Le docteur Régis Aubry, chef du département "douleur soins palliatifs" du centre hospitalier universitaire (CHU) de Besançon (Doubs), coordinateur du Programme de développement des soins palliatifs et président de l'Observatoire national de la fin de vie, répond au Monde :
"ce que je comprends, à la lumière de ce qui a été rendu public, c'est que ce médecin est mis en cause dans une affaire d'injection de produits létaux à des personnes âgées en fin de vie. Or ces personnes n'étaient pas demandeuses d'une euthanasie. Nous sommes donc dans un cas de figure qui n'entre absolument pas dans le cadre du débat en cours sur l'euthanasie, c'est-à-dire la possibilité de mettre fin à la vie d'une personne qui le demande. Nous sommes plutôt, si l'enquête le confirme, dans un cas d'homicides sur personnes vulnérables.

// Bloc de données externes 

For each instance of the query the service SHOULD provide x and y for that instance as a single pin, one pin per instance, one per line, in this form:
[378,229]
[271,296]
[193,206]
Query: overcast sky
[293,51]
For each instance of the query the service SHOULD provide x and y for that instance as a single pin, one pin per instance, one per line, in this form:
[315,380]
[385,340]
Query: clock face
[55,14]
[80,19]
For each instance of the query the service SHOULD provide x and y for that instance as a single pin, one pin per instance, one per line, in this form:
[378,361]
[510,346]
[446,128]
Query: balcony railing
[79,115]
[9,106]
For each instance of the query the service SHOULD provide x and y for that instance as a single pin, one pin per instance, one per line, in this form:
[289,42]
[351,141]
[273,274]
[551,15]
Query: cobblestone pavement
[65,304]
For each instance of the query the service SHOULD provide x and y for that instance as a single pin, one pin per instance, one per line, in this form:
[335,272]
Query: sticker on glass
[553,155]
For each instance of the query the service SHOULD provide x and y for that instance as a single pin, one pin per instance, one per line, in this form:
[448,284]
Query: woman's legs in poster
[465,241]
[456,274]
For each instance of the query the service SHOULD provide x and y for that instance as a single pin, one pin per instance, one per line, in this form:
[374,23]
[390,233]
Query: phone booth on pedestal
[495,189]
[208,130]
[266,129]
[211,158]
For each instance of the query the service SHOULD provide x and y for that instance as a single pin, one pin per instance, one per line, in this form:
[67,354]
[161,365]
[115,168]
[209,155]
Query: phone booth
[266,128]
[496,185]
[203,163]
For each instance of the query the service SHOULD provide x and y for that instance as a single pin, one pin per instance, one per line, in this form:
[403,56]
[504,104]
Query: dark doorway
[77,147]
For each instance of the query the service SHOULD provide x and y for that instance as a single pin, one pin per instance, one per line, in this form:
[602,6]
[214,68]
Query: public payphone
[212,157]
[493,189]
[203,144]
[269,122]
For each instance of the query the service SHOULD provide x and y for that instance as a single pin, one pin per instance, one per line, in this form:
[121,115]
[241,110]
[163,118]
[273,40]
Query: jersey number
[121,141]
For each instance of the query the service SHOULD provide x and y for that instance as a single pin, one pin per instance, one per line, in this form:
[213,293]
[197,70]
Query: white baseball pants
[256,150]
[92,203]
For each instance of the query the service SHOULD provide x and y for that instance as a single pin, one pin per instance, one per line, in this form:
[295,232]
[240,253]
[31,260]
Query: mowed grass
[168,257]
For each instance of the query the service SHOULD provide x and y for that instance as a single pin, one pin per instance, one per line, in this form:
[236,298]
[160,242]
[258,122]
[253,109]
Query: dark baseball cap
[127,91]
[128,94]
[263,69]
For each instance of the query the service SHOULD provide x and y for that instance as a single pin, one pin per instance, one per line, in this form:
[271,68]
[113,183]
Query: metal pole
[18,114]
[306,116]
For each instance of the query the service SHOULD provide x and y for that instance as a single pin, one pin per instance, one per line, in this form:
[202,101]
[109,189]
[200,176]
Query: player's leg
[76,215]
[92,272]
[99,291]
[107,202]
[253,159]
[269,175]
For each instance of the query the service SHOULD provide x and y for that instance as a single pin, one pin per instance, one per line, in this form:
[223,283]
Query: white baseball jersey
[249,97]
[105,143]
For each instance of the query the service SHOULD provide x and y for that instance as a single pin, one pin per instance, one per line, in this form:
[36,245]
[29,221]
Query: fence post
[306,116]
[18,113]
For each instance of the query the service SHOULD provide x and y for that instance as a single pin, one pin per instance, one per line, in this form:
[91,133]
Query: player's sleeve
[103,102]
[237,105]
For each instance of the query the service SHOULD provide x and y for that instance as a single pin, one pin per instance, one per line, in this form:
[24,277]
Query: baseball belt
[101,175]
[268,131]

Certes, dans ces affaires, il ne faut pas minimiser les difficultés que peuvent ressentir les soignants face à ces questions de fin de vie. Mais dans le cas présent, ce médecin a, semble-t-il, agi seul […]
Je ne doute a priori jamais des intentions compassionnelles des soignants. Mais quelles que soient lesdites intentions, même les meilleures, leurs conséquences peuvent être dramatiques. Ce médecin, en son âme et conscience, pense que la personne qui est en face de lui souffre. Et au motif qu'il pense qu'elle souffre, il lui donne des produits qui conduisent à la mort. Pour moi, c'est une pratique qui ouvre la voie à toutes les dérives possibles : quand un médecin confond ses convictions avec des certitudes, c'est dangereux. […] il existe des équipes mobiles de soins palliatifs qui sont là pour répondre aux difficultés des soignants face à des situations parfois très éprouvantes de personnes en fin de vie : elles sont là pouraider les médecins des différents services à appréhender collectivement des réalités complexes, pour éviter que l'on soit dans des projections personnelles."